Afortunadamente, no hubo necesidad de emplear tales recursos. A eso de las tres, bajaba yo a buscar un jarro de agua, cuando, atravesando el vestíbulo, sentí un golpe en la puerta. Me sobresalté.

«Debe de ser Green», pensé, sosegándome.

Y seguí con la intención de mandar que abrieran. Pero el golpe se repitió, y entonces, dejando el jarro, fui a abrir yo misma. Fuera, brillaba la luna. El que venía no era el procurador. La señorita me saltó al cuello, exclamando:

—¿Vive papá todavía?

—Sí, ángel mío —respondí. —¡Gracias a Dios que ha vuelto usted con nosotros!

Ella quería ir sin descanso al cuarto del señor, pero yo la hice sentarse un momento para que descansara, le di agua y le froté el rostro con el delantal para que le salieran los colores. Luego añadí que convenía que entrara yo primero para anunciar su llegada y le rogué que dijese que era feliz con el joven Heathcliff. Al principio me miró con asombro, pero luego comprendió.

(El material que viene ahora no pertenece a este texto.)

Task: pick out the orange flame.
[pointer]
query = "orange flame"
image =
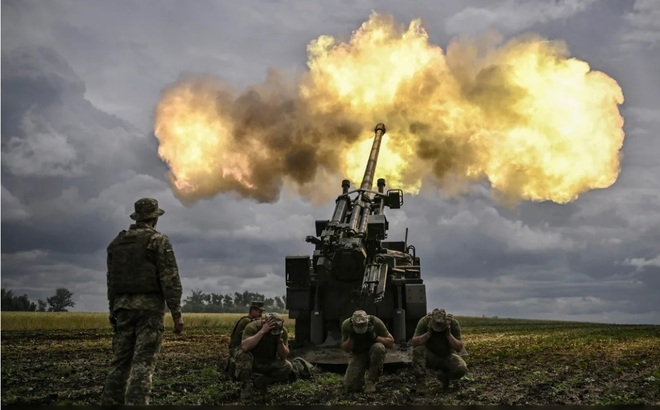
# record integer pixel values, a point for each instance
(535, 123)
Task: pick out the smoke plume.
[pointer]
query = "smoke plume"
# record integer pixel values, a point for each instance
(535, 123)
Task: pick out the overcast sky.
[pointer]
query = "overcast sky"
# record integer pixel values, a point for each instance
(81, 80)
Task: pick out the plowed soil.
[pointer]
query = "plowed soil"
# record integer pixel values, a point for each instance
(509, 363)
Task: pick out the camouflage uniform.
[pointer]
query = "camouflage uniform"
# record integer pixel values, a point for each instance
(263, 358)
(237, 336)
(365, 354)
(436, 353)
(138, 312)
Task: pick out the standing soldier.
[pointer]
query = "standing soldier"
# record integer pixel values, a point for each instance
(263, 354)
(255, 312)
(436, 341)
(365, 337)
(143, 277)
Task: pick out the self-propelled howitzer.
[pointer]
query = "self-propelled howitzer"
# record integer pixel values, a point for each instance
(353, 267)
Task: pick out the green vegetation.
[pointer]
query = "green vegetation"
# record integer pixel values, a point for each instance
(510, 362)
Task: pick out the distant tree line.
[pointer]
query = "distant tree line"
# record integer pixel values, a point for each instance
(59, 302)
(200, 302)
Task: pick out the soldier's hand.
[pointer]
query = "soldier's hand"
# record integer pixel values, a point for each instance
(178, 325)
(268, 325)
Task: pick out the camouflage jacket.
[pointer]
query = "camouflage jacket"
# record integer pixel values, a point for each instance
(160, 253)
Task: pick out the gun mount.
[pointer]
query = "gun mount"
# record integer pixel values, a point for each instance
(353, 267)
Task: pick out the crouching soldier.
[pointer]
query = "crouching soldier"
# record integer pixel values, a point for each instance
(435, 343)
(366, 338)
(255, 312)
(262, 358)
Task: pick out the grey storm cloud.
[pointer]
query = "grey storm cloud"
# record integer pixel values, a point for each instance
(80, 81)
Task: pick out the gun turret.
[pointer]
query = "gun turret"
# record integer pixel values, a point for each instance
(353, 267)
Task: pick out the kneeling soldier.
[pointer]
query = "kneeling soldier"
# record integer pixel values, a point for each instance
(365, 337)
(263, 350)
(436, 341)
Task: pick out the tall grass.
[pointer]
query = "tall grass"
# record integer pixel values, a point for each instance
(99, 320)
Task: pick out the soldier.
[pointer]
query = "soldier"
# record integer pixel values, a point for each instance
(435, 343)
(255, 312)
(142, 278)
(365, 337)
(263, 354)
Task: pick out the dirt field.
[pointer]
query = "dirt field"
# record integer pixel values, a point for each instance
(511, 362)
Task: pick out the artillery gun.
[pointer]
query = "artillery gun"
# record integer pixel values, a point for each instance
(353, 267)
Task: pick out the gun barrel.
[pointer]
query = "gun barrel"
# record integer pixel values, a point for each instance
(370, 169)
(358, 220)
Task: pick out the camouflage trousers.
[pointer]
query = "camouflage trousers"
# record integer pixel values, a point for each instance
(275, 371)
(136, 344)
(358, 364)
(453, 366)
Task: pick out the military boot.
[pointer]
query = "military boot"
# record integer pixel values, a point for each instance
(444, 379)
(260, 383)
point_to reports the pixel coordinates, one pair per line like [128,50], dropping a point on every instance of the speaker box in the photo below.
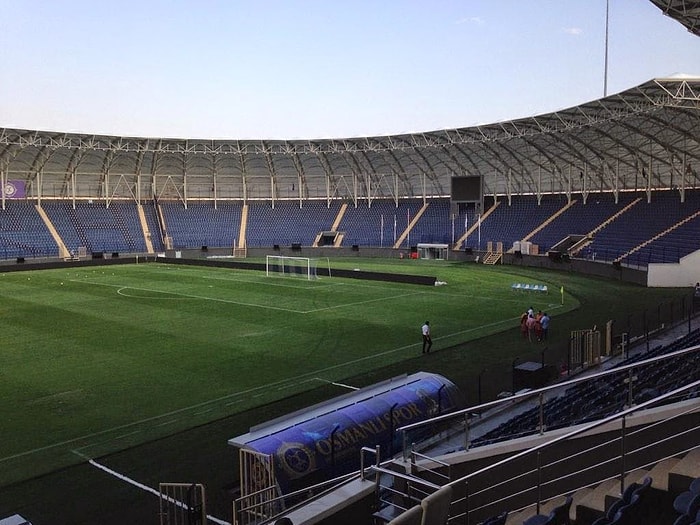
[554,256]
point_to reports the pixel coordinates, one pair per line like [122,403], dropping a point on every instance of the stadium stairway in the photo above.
[667,480]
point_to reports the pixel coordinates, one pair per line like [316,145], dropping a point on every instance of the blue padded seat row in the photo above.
[558,516]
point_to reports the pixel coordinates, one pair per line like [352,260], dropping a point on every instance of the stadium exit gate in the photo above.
[182,504]
[258,489]
[584,348]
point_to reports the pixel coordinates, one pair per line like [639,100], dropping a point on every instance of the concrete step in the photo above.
[659,473]
[592,507]
[527,512]
[633,477]
[684,472]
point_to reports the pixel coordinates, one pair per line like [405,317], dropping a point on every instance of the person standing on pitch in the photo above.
[427,340]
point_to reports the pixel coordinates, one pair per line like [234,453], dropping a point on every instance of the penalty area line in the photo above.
[342,385]
[146,488]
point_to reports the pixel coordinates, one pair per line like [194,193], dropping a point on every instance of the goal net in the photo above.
[283,265]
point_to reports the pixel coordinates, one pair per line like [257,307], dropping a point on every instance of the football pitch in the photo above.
[100,359]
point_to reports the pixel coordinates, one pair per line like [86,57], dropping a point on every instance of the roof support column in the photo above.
[106,187]
[214,188]
[72,186]
[3,181]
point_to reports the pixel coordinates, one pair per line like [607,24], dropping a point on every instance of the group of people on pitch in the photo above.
[534,326]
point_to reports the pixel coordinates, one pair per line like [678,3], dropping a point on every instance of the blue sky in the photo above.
[293,69]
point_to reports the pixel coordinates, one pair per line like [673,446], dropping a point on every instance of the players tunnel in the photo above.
[324,441]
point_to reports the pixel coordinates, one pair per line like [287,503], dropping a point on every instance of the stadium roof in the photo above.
[646,137]
[687,12]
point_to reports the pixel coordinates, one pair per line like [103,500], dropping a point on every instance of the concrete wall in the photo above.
[685,273]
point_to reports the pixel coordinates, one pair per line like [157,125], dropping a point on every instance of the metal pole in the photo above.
[391,429]
[335,429]
[605,73]
[539,480]
[623,452]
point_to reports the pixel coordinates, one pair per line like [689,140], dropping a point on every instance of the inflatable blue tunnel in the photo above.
[324,441]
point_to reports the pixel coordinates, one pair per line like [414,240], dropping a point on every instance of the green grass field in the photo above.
[99,359]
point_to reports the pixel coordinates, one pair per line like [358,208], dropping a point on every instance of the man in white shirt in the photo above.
[427,341]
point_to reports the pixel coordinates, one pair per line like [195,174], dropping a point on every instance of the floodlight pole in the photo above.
[605,75]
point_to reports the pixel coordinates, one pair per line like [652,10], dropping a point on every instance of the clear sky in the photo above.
[290,69]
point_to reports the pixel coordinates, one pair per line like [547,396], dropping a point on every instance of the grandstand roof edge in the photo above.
[648,85]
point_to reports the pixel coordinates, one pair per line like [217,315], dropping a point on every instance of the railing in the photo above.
[529,484]
[467,414]
[249,510]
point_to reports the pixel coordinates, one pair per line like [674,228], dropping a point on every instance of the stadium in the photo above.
[227,331]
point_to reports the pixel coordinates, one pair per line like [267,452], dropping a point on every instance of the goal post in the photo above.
[285,266]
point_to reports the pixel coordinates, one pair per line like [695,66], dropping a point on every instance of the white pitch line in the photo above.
[121,287]
[148,489]
[188,296]
[345,305]
[336,384]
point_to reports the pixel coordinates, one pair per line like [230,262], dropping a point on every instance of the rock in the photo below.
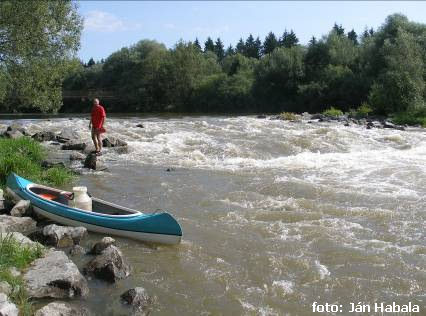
[44,136]
[91,162]
[109,265]
[55,276]
[16,224]
[77,156]
[22,208]
[63,236]
[138,298]
[77,250]
[13,134]
[74,146]
[20,238]
[61,309]
[7,308]
[113,142]
[102,245]
[5,288]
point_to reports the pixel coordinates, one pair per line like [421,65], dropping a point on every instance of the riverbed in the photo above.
[276,215]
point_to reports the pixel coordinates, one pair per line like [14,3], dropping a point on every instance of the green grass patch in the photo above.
[332,112]
[24,156]
[288,116]
[14,254]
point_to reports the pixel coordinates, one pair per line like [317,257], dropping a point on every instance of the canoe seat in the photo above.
[47,196]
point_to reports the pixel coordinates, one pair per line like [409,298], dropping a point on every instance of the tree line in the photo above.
[382,69]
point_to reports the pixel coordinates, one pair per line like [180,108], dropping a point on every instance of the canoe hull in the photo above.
[157,228]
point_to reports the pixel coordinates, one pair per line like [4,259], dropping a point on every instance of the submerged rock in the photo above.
[7,308]
[102,245]
[61,309]
[139,299]
[16,224]
[21,208]
[55,276]
[110,265]
[63,236]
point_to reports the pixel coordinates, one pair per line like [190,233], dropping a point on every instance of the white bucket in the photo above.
[81,199]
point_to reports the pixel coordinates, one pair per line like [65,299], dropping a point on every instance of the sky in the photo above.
[111,25]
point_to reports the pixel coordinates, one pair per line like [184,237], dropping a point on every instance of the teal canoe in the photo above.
[105,217]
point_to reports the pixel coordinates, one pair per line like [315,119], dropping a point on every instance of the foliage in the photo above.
[333,112]
[24,156]
[14,254]
[37,40]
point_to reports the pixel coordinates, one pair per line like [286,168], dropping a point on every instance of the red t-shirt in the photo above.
[98,113]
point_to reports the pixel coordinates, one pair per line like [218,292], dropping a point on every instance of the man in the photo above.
[96,125]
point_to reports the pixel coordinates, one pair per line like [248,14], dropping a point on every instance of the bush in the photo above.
[24,156]
[333,112]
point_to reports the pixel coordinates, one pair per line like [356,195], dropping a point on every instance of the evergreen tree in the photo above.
[339,29]
[197,44]
[91,62]
[209,45]
[241,47]
[218,49]
[229,51]
[270,43]
[353,36]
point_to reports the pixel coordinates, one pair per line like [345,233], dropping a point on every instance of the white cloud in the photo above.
[107,22]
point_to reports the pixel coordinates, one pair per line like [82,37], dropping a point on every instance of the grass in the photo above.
[333,112]
[288,116]
[15,254]
[24,156]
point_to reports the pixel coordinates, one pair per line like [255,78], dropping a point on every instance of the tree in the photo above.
[91,62]
[37,41]
[218,49]
[353,36]
[209,45]
[270,43]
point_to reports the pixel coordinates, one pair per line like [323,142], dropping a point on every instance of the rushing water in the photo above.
[276,215]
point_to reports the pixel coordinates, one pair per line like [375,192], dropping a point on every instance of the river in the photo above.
[275,215]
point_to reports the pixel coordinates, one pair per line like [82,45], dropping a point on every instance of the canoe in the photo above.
[105,217]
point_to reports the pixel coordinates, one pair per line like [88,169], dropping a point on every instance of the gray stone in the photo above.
[22,208]
[110,265]
[63,236]
[102,245]
[55,276]
[44,136]
[16,224]
[5,288]
[61,309]
[7,308]
[139,299]
[77,250]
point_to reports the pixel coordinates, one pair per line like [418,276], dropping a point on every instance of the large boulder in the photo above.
[110,265]
[44,136]
[7,308]
[22,208]
[23,225]
[139,299]
[113,142]
[63,236]
[92,162]
[55,276]
[61,309]
[102,245]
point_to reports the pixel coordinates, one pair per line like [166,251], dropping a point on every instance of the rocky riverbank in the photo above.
[55,275]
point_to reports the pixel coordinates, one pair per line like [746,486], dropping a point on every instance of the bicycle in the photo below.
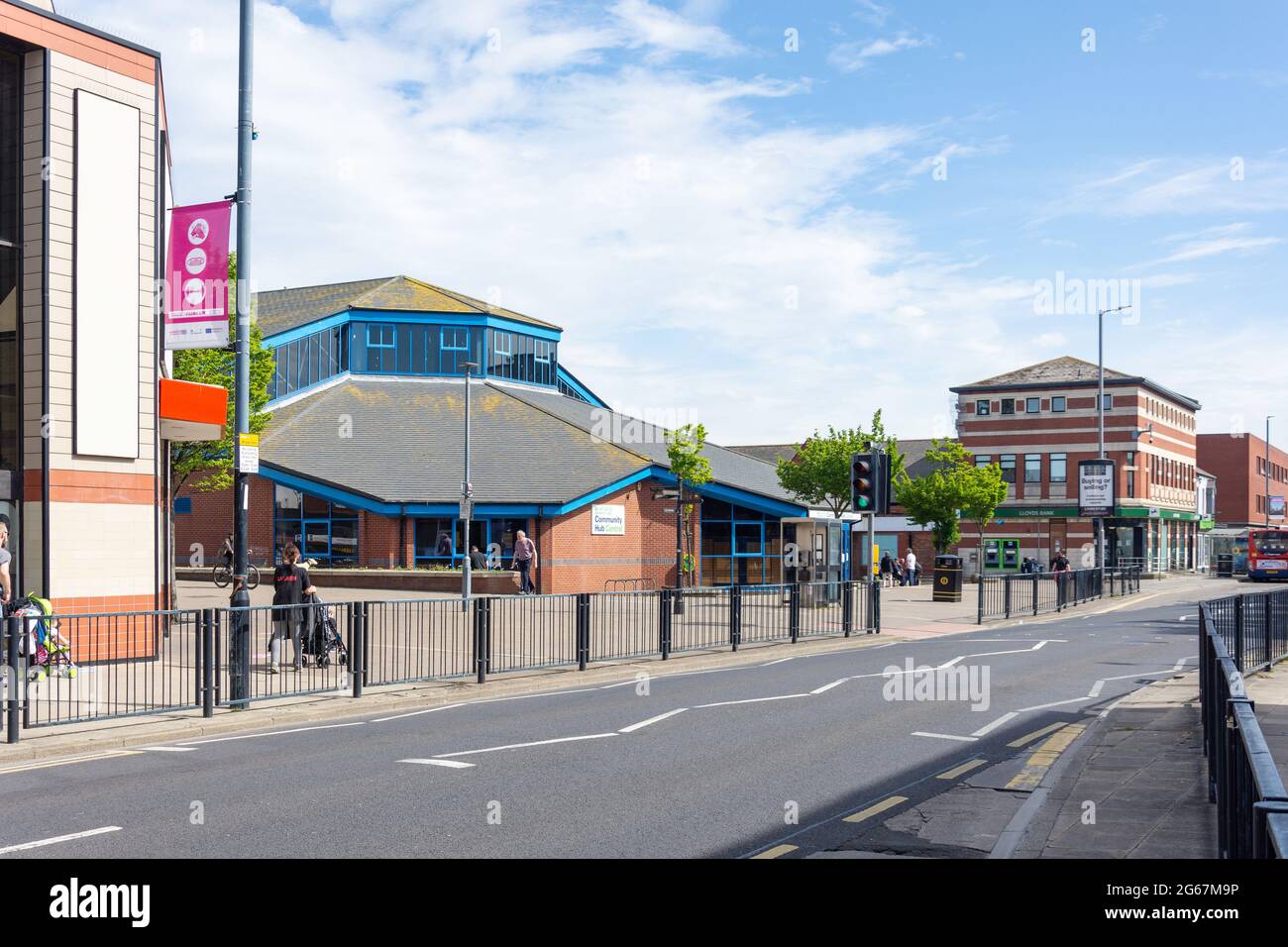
[223,574]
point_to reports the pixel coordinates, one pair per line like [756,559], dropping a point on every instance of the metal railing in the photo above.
[1236,635]
[1039,592]
[146,663]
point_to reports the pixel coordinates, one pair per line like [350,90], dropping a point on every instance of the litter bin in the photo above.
[948,579]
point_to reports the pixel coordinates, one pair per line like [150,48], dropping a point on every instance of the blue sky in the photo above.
[768,240]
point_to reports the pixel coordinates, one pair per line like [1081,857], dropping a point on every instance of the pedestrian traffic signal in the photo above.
[863,482]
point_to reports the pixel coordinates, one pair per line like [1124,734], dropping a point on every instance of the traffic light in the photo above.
[863,482]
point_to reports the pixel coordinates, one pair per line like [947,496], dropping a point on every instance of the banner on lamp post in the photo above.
[196,291]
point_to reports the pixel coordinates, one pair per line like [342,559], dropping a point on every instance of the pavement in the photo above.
[833,748]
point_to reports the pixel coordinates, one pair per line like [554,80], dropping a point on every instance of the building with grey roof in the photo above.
[362,460]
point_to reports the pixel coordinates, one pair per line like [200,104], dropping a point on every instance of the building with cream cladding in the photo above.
[1038,421]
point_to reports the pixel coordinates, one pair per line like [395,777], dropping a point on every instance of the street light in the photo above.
[1267,470]
[467,492]
[1100,428]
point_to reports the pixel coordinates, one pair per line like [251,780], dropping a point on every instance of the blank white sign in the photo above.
[106,384]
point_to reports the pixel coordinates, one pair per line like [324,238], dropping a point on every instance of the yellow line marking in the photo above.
[1041,761]
[964,768]
[1034,735]
[875,809]
[110,754]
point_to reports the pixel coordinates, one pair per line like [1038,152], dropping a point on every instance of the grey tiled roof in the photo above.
[768,453]
[278,311]
[527,446]
[407,440]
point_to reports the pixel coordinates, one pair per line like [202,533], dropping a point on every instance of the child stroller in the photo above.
[322,635]
[44,647]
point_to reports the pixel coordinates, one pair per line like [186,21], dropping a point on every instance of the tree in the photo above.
[819,474]
[211,462]
[684,454]
[956,487]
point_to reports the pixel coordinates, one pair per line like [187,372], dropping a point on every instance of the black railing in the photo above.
[147,663]
[1241,634]
[1038,592]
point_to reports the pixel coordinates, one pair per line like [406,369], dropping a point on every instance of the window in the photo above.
[380,347]
[455,350]
[1059,468]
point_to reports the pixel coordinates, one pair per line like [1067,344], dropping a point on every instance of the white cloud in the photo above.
[850,56]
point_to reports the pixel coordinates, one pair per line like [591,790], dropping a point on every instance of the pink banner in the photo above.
[196,295]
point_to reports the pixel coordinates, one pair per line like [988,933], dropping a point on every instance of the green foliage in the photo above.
[211,462]
[819,474]
[684,453]
[954,488]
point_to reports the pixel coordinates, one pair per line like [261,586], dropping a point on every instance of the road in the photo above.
[769,758]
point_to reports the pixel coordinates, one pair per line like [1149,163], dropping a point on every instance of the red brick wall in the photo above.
[211,519]
[576,561]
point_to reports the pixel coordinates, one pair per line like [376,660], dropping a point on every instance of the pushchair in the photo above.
[322,637]
[40,642]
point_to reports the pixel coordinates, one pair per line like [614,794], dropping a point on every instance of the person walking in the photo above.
[524,560]
[291,585]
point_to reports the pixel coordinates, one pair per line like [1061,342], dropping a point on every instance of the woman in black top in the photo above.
[291,585]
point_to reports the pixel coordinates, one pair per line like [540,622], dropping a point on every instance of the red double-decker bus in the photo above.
[1267,554]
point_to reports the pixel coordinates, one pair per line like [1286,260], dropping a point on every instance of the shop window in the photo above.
[1059,468]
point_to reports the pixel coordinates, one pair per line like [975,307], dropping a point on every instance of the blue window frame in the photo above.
[321,530]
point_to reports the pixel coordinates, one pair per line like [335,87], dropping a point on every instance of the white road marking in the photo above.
[417,712]
[828,686]
[642,724]
[450,764]
[943,736]
[56,839]
[1055,703]
[520,746]
[271,733]
[168,749]
[752,699]
[999,722]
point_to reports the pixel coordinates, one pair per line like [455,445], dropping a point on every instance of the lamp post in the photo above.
[1267,470]
[467,492]
[240,625]
[1100,428]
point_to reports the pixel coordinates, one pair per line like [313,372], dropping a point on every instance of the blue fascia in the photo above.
[443,318]
[566,376]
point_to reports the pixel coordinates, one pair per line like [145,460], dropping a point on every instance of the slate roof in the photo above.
[278,311]
[407,438]
[1070,371]
[768,453]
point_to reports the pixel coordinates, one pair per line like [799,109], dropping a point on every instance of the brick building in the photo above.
[361,464]
[1240,466]
[84,176]
[1038,421]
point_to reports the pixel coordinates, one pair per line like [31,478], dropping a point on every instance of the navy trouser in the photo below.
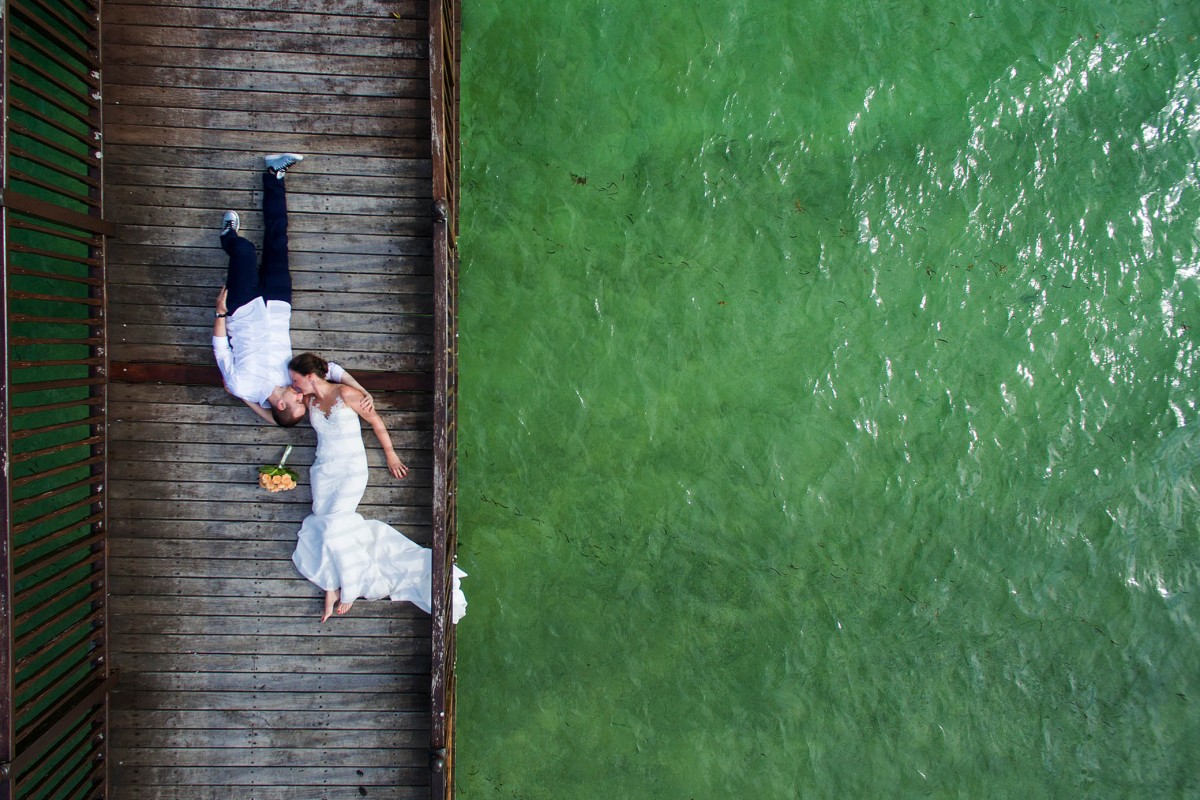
[245,281]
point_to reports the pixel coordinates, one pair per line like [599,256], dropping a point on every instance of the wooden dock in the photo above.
[229,685]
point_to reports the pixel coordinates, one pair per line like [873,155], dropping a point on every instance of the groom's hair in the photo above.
[285,419]
[309,364]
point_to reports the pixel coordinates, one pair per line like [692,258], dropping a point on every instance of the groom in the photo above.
[252,331]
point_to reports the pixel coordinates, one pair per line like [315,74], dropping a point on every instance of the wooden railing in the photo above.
[53,644]
[444,18]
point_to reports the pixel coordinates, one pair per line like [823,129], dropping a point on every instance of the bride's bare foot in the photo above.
[331,597]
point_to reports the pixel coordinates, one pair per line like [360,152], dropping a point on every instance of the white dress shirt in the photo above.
[253,355]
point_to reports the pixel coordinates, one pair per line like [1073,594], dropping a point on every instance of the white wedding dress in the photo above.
[337,548]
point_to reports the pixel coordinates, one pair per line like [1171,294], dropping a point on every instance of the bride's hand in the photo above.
[396,467]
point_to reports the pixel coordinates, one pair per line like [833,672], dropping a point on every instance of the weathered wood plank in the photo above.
[370,8]
[137,528]
[253,653]
[366,620]
[409,60]
[315,683]
[126,316]
[225,702]
[208,395]
[307,40]
[270,509]
[141,256]
[301,282]
[395,126]
[252,142]
[264,746]
[301,239]
[243,792]
[378,23]
[316,83]
[166,204]
[232,776]
[220,167]
[215,719]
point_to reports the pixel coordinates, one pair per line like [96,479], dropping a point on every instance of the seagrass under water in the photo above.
[829,401]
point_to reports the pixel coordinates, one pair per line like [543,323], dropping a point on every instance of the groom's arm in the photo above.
[340,376]
[221,349]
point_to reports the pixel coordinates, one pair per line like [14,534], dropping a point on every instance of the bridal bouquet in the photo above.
[279,477]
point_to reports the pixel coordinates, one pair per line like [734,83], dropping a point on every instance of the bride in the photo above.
[337,549]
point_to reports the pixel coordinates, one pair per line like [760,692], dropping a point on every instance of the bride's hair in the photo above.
[309,364]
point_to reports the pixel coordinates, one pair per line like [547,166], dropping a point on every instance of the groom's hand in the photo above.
[396,467]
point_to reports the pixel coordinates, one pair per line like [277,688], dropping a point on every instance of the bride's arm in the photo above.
[352,396]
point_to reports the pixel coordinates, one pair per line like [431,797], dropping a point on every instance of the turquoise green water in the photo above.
[829,400]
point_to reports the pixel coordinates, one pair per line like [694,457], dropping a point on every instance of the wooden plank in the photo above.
[316,83]
[298,683]
[166,258]
[251,142]
[235,169]
[137,528]
[197,396]
[365,621]
[409,62]
[214,719]
[192,792]
[241,651]
[369,8]
[161,204]
[259,746]
[271,122]
[300,241]
[325,35]
[381,23]
[233,702]
[301,282]
[243,486]
[124,317]
[301,776]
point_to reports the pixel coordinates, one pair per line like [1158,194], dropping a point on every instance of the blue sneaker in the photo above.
[279,163]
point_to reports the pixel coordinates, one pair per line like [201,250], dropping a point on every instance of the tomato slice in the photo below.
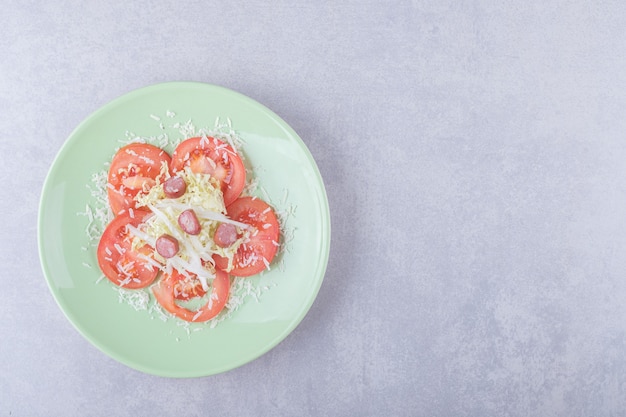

No pude asistir a la entrevista de ella y su padre, así que me quedé fuera y esperé un cuarto de hora, al cabo del cual me atreví a entrar y acercarme al enfermo. Todo estaba tranquilo. La desesperación de Cati era tan silenciosa como el placer que su padre experimentaba. Con los ojos extasiados contemplaba el rostro de su hija.